苏晚点头,没戳破。看见那包扎手法——看似粗糙,实则关键处缠得结实。寻常樵夫没这经验。
但她不说破。
“阿晚姑娘一个人进山,不怕危险?”
“习惯了,这世道一个人也得活。”
沈烬沉默。
雨势渐小,庙里只剩火苗噼啪声。
“阿石大哥,听口音不像江南人。”
沈烬心里一紧。“祖籍江北,迁去江南多年。”
“哦。大哥这左手,使得挺顺。”
“从小左撇子,改不过来。”沈烬忙换右手,动作僵硬。
苏晚笑,“左撇子好,干活方便。
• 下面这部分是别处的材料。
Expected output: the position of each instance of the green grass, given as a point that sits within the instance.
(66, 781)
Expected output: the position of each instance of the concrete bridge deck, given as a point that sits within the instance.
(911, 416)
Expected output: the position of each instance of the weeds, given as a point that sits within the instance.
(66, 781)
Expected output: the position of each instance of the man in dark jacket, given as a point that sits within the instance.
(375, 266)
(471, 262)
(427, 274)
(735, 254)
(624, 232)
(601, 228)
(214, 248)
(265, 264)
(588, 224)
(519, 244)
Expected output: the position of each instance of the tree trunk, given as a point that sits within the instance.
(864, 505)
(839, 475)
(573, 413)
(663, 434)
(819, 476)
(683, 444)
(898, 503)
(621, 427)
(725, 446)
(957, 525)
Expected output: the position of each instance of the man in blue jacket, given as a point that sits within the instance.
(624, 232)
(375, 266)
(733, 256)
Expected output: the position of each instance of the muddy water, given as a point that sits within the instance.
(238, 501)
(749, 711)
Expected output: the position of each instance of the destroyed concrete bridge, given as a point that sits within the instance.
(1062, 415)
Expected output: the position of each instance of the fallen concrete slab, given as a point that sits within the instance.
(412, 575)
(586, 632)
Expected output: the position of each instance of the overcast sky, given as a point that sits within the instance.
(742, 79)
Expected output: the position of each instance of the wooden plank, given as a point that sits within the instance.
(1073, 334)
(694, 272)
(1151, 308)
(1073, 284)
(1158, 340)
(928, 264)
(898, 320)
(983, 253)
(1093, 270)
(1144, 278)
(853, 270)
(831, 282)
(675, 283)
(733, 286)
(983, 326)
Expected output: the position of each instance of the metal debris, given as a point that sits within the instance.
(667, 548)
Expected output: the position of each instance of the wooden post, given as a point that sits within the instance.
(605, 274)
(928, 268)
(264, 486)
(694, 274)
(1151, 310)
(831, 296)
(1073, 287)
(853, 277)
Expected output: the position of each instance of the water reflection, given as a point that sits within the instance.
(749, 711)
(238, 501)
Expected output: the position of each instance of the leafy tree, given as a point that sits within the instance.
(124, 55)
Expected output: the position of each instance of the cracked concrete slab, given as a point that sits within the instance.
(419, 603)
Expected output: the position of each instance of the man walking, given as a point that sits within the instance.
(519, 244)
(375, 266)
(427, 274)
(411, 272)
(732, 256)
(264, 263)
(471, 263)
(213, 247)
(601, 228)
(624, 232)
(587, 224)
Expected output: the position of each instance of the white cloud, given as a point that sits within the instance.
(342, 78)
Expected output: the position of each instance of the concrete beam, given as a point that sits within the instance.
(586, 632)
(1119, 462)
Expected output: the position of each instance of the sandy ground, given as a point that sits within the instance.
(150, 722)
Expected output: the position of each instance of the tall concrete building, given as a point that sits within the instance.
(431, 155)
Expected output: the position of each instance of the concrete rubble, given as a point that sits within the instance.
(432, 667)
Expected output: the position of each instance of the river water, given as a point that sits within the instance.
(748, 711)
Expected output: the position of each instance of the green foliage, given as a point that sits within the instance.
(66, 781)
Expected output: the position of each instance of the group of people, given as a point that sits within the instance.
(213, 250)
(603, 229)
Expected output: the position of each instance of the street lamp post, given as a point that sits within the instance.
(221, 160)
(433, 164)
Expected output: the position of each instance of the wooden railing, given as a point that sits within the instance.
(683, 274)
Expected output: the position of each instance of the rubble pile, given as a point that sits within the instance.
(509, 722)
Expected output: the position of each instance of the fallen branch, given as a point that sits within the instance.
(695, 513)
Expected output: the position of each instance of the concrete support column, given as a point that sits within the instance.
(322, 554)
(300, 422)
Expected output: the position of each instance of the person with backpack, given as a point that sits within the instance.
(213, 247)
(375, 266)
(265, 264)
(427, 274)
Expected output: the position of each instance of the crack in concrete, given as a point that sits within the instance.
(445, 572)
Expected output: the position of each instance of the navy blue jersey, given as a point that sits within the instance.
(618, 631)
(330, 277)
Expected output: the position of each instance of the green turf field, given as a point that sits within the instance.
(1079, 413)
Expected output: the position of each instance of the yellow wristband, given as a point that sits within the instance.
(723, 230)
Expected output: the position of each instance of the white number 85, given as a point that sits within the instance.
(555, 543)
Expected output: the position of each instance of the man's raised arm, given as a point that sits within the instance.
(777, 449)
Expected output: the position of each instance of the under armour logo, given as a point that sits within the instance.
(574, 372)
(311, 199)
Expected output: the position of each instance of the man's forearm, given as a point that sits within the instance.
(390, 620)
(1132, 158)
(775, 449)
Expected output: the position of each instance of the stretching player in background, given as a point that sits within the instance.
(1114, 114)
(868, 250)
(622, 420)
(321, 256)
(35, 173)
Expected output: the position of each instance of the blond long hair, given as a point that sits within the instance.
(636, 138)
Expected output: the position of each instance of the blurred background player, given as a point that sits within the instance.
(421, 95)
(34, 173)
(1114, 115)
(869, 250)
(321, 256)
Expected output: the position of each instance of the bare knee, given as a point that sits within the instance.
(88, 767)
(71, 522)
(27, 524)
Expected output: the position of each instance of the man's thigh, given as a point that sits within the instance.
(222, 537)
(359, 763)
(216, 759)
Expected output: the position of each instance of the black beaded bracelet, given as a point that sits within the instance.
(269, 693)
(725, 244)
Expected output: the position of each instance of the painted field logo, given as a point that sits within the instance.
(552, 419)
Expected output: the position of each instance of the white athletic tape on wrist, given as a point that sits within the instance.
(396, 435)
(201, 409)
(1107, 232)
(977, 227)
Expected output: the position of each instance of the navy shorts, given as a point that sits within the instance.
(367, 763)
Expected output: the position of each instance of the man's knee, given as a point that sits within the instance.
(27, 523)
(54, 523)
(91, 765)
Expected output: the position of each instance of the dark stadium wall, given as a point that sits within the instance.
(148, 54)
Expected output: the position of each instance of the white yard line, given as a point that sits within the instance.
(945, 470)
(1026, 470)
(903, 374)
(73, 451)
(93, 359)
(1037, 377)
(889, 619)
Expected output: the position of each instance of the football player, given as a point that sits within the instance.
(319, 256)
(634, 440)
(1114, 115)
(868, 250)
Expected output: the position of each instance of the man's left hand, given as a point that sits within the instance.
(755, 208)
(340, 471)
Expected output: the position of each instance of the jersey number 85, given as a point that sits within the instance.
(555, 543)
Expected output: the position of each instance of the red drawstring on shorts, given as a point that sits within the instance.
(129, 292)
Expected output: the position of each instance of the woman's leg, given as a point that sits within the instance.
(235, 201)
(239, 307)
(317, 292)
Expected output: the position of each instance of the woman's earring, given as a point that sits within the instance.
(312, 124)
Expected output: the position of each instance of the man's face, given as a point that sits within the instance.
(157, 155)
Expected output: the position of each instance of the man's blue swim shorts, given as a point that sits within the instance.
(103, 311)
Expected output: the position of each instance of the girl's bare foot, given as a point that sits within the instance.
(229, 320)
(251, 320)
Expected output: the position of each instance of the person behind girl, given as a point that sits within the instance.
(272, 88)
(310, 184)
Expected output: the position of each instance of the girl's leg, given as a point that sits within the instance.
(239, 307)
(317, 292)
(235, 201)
”右手拈针绣帕子,绣出兰花纹样。
沈烬闻见淡淡兰花香——从她身上飘来,似曾相识。
“姑娘身上这香,是香囊?”
苏晚微怔,摸腰间小袋。“嗯,自己调的,兰花味。”
“好闻。”
“谢谢。”
简单对话,各自试探。
沈烬想起昨天集市那缕兰花香——就是这味道。巧合?
苏晚想起昨天那左撇子樵夫——就是这男人。他咳血,内力溃散,丹田破损?也是巧合?
两人都不信。但都不说。
雨停了。
阳光照进破庙。
沈烬起身。“雨停了,我得下山卖柴。”
苏晚也起身。“我也得采药了。”
两人对视。
“阿晚姑娘,这草药我回头还你钱。”
“不用,草药山里多的是。大哥伤重,先用着。”
沈烬沉默片刻,抱拳。“那就多谢了。”
苏晚福礼。“大哥慢走。”
沈烬扛柴出庙。
苏晚等他走远,挎篮绕到庙后采月见苓。石缝间,几株心形叶片挂雨珠。小心采下,收入怀中。
望前方山路——那个名叫“阿石”的樵夫,已不见踪影。
“左撇子,咳血,丹田破损,巧合?”摇头,不信。
山路上,沈烬也在思量。
“兰花香,耳后痣,懂医,采药,魅影毒姬?”念头一闪,压下。
不可能。
但……阎罗散毒性被月见苓压制。那草药,不是普通治咳血的药。
她怎会有?
“阿晚……”眼中复杂。
或许,他们都在伪装。或许,命运让相遇,却不让相认。
但眼下,他们只是两个逃难的人——一个樵夫,一个村姑。
在落风镇,活下去,养好伤,再图报仇。
加快脚步,朝山下走去。
苏晚采完药,挎篮下山。
走到半路,停下,取出一片月见苓叶子。
阳光下,叶片脉络清晰,散淡香。
“阿石……你到底是谁?”
没有答案。
只有山风呼啸。
她收起叶子,继续下山。
前方,落风镇炊烟袅袅。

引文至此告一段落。